Beginning with “Glowing Red Sun” and it’s chilling, thin feedback introduction before funereal styled strained chords, a snapped drum beat brings it to life. We’re now set up for an epic, nightmarish scenario. The metronomic thump of drums gives a sense of being drawn inevitably into this world they’ve created. Hugely atmospheric with shades of With The Dead and Cathedral, the trademark sound of Winter has been lifted to another level. The first of the “Manifestation” suite then appears. These form part of eight brief spoken word narratives from Tony Pinnisi who speaks in the name of Goden and to an extent create an almost Biblical styled commentary that sometimes moves between judgemental sermon and condemnation.

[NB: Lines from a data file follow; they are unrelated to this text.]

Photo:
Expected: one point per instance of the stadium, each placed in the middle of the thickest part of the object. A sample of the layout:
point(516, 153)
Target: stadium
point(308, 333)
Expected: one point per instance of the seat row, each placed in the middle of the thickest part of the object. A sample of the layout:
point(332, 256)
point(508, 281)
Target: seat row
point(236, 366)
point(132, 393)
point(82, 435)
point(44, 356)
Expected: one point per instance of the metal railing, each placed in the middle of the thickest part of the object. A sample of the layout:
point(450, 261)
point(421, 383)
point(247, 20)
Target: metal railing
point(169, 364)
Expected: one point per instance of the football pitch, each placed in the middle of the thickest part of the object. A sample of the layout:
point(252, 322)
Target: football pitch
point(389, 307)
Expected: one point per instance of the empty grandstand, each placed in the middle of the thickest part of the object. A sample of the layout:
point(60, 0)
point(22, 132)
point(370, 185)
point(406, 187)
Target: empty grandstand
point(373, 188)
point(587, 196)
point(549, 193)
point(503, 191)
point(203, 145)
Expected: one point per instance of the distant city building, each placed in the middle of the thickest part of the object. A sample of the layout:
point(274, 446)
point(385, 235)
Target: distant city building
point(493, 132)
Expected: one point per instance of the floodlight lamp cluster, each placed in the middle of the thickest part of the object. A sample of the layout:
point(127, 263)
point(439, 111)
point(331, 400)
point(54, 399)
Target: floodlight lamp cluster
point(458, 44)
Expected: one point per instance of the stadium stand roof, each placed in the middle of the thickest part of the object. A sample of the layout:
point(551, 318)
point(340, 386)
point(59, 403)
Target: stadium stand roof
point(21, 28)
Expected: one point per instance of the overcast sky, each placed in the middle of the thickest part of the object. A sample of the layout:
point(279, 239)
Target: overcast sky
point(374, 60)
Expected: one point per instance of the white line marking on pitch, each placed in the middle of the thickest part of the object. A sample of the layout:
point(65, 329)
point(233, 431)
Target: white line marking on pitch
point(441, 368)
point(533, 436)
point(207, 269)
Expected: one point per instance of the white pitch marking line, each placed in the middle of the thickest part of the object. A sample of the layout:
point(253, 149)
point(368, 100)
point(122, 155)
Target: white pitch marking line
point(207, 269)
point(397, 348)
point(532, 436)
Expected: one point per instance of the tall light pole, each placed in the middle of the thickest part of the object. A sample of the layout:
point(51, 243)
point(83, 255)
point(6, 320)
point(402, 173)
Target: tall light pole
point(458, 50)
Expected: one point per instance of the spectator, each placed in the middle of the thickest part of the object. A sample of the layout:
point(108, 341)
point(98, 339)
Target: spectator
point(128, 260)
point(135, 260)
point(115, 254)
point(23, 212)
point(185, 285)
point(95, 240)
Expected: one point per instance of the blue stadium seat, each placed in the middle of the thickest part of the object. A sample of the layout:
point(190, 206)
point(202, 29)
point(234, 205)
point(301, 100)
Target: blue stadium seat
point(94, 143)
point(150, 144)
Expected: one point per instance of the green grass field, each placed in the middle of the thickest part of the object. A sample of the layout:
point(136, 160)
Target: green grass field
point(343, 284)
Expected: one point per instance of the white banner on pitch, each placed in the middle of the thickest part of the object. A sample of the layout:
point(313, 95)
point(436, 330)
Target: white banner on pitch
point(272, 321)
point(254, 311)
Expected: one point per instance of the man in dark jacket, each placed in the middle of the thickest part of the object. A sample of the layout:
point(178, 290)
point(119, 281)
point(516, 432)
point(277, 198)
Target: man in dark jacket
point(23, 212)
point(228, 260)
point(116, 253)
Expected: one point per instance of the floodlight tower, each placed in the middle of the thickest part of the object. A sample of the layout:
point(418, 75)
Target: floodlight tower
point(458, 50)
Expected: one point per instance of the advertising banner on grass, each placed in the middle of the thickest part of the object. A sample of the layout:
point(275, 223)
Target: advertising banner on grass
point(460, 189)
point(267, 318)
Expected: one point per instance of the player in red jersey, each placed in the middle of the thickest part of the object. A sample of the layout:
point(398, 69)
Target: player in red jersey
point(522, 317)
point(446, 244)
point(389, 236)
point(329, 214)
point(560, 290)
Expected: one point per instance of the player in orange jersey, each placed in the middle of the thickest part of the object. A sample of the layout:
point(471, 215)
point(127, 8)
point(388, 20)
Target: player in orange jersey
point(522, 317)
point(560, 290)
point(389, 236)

The darkness come from Kallas’ growled vocals which are generally fully decipherable and are delivered to often crushing weight, especially when hushed as on “Twilight” which feels like a descent into Hell. Elsewhere, there are tracks delivered in German – “Komm Susser Tod” is majestic, chugging an overtly powerful. Musically, the riffs are stripped bare and it feels as though weight over style was at the forefront of the bands mind. From a percussion point of view, the bone dry snap familiar to Winter is found here too.

“Genisis Rise”, with a militaristic beat and down tuned, buzzing guitar is killer. A mid section chug gives it even more menace as it blends into “Dark Nebula” which is utterly chilling blackened doom metal. Full of cinematic scaled drama, the vocals verge on the strangled. A sense of confusion and chaos is created – has humanity fallen or risen? All the while the “Manifestation” narratives oversee the various musical stanzas. By album closer, the aptly titled “Winter”, you feel like a journey has completed in one sense and yet in another you are to keep continuing.

This isn’t an album of ebb and flow and definitely isn’t one to cherry pick songs. “Beyond Darkness” is challenging and demands end-to-end listening and rewards the more time invested. Heavy? Hell, yes. I don’t mean this in just a musical sense. Equally compelling and enthralling, it’s a powerful artistic statement that stirs thought and emotion.